Our passwords are bad, and we should feel bad about it: Every year, SplashData releases a list of the most popular passwords discovered in data breaches released online over the past 12 months. And this year, "123456" and "password" topped this list.
Just like last year. And the year before that.
Other popular choices this year were sports, like "football" and "baseball." And "starwars," a newcomer to the list, ranked as the 25th most popular breached password, probably thanks to excitement over the release of the newest movie in the franchise.
Passwords are the banes of our increasingly online lives: Nearly everything we sign up for needs a password, and creating a secure one can be a pain. Even when we come up with a good one, we always need more because reusing passwords can leave us exposed if a service we use gets breached.
To try to stay secure we are left relying on password management tools that sometimes get breached themselves, or juggling an almost ridiculous rotation of hard-to-remember passwords, or using a random string of characters we expect to reset the next time we log in.
Unless, that is, they just give up and use comically easy-to-guess passwords.
This password paradox is why tech companies like Google, Apple and Yahoo are trying to find ways to replace passwords.

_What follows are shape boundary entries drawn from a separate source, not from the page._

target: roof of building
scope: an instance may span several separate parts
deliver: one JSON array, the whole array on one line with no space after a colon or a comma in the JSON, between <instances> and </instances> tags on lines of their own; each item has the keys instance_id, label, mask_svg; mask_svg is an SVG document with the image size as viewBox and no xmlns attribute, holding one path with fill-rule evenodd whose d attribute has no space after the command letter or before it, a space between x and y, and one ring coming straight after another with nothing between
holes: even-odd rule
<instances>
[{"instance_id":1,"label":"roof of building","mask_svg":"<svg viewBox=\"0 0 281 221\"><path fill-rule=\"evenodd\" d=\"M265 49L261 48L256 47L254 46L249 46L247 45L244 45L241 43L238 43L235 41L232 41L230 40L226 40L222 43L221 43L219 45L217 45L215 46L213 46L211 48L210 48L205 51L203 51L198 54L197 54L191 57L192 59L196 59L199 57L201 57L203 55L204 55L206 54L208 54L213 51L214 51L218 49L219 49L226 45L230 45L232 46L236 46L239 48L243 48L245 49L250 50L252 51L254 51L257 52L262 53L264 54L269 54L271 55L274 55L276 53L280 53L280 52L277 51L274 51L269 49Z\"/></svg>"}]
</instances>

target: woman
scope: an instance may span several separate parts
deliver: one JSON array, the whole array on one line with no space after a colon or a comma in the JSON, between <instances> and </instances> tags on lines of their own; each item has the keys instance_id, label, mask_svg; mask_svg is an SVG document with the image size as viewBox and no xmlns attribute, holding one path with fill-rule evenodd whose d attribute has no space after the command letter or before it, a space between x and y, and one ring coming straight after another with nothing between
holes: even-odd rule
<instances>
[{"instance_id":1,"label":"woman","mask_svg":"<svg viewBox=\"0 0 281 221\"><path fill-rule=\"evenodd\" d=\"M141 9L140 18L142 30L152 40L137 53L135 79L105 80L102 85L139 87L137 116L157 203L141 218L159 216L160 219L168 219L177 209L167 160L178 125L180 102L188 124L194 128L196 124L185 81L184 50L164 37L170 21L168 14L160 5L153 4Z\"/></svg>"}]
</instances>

Apple, for instance, includes fingerprint scanners in its new iPhones. And Google and Yahoo have been experimenting with ways that let people use their mobile phone to prove their identity without a password.
Unfortunately, these alternatives can come with their own drawbacks: You leave your fingerprints on pretty much everything you touch, and some researchers have even found way to fake fingerprints from high definition photos. And using just your mobile phone may leave you at risk if you lose it.
For now, at least, consumers are probably best off trying trying to remember strong, unique passwords for important services and turning on two-factor authentication, a system where they have to go through another step to confirm their identity when they log in -- usually entering a code that's texted to their phone.
There's a good list of what services offer this protection. The extra step may feel frustrating, but it's a lot less work than having to recover from a breached account.